Child's Play (15 page)

Wield pushed himself upright.
'What are you trying to say, lad.
See anything you fancy, big boy?
is that it?'
'Well, don't you? I'm young, I've got needs too. You've let me stay here, we seem to get on pretty well. You can't blame me if I wonder where it's all leading.'
Wield ran his fingers through his thick crinkly hair.
'Me too,' he said wearily.
He should have given him his marching orders as soon as he'd talked to Maurice. He should have put the fear of God into him, then slipped him some spending money and his ticket back to London. It wasn't a permanent solution but at least it would have bought time. Time to make decisions in his own way, under his own control, with no external pressure. It was a matter of dignity.
And then he thought:
Dignity? Crap!
It was just another excuse to do nothing, to continue in this dull limbo which he had chosen to inhabit for God knows how many years. He recalled again that first moment when he had heard Cliff's voice on the telephone, the sense of shock and of threat; had there not also been a tremor of delight at what was perhaps the first intimation of liberation?
He looked at the young body and yearned for it.
See anything you fancy?
He had parodied the gay come-on savagely but the answer was
yes, oh yes!
And why not?

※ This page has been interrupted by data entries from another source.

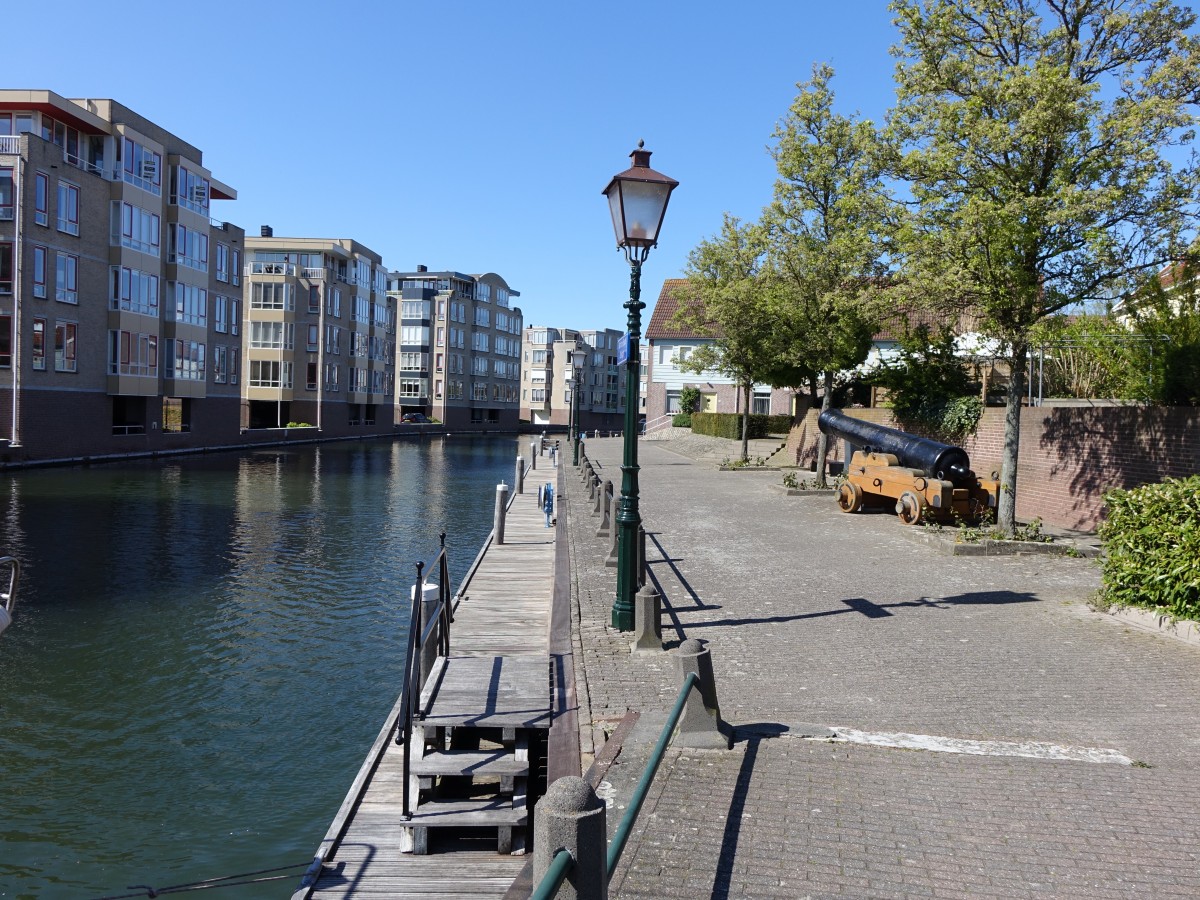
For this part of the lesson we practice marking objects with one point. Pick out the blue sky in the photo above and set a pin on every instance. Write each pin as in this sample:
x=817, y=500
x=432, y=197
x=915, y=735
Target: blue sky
x=471, y=136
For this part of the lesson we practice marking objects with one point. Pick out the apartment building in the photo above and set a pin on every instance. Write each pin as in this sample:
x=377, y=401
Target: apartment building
x=321, y=336
x=459, y=359
x=119, y=293
x=556, y=361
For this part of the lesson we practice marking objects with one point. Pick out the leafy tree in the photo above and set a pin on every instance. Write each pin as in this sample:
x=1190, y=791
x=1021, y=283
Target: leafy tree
x=726, y=303
x=1033, y=136
x=825, y=231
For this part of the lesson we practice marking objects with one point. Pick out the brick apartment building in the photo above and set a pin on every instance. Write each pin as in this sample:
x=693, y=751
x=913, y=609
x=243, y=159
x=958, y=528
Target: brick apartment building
x=120, y=297
x=553, y=361
x=321, y=336
x=459, y=357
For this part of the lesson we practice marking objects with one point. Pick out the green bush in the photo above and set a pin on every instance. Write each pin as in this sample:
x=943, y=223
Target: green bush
x=1152, y=547
x=729, y=425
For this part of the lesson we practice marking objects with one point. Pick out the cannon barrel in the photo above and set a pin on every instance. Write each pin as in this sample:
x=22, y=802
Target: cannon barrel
x=937, y=460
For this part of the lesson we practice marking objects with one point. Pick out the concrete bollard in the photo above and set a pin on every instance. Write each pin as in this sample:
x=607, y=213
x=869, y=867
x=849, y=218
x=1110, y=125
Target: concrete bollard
x=571, y=816
x=647, y=622
x=601, y=497
x=701, y=724
x=613, y=507
x=502, y=502
x=607, y=522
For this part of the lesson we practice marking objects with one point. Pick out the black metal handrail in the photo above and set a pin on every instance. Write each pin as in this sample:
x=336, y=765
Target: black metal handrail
x=436, y=628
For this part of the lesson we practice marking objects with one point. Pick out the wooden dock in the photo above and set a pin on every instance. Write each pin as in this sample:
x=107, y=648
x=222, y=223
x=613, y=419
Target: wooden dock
x=495, y=681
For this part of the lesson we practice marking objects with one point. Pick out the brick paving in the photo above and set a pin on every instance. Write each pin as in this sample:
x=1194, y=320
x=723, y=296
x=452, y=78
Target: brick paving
x=820, y=618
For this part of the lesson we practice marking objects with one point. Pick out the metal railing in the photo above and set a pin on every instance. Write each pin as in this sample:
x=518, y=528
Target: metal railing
x=436, y=628
x=563, y=862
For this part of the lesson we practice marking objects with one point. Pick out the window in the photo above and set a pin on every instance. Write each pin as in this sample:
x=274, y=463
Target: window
x=5, y=268
x=189, y=360
x=40, y=345
x=66, y=285
x=191, y=304
x=135, y=291
x=69, y=208
x=187, y=246
x=142, y=167
x=41, y=198
x=6, y=193
x=65, y=347
x=132, y=353
x=135, y=228
x=40, y=271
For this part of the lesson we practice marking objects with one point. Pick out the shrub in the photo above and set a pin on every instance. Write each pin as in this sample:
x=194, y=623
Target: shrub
x=1152, y=547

What would be changed if he pushed back the sheets and held out his arms.
'What's your hang-up anyway, Mac? Scared of AIDS, is it? Or are you saving yourself for the Chief Constable?'
The lad had blown it. Like an inexperienced interrogator, he had pressed hard when all that was required was silence. Wield let the detumescent anger sweep over him.
'Listen, you little bastard,' he said with measured savagery. 'I know all about you and your nasty little mind. You're a thief and a liar and you probably fancy your hand at blackmail too. And don't look all falsely accused and innocent, I'm used to that kind of ham acting, remember? Did you imagine I wouldn't check up on you? I know what you got up to in London, sonny. And all that crap about hitch-hiking and just happening to get dropped here! You bought a bus ticket, son. This was your destination, and I was your mark.'
'That's what you think, is it?' cried Sharman. 'That's what you think?'
'No. That's what I know,' said Wield wearily.
'Then fuck you, Sergeant. Fuck you!'
He turned and rushed out of the bedroom, slamming the door behind him.
Wield listened for a while. Then he put out the light and pulled the sheet up over his chin. But it was a long time before he could get to sleep.
Neville Watmough lay awake beside his wife who was also awake because her husband's wakefulness was never a restful thing. On the other hand, to ask him
why
he was awake would merely be to invite the answer that he wasn't till she had woken him with her wittering.
It is not an easy thing to be married to an ambitious man. His mind is a turbulent sea of plans and projects, of policy and strategy, of deep thought and high aspiration. So Mrs Watmough told herself, trying as usual to bury her chronic irritation in her chronic humility and get back to sleep.
Meanwhile Watmough's ferret-like mind pursued the bobtail thoughts which had been scuttling around his head ever since his lunch with Ogilby.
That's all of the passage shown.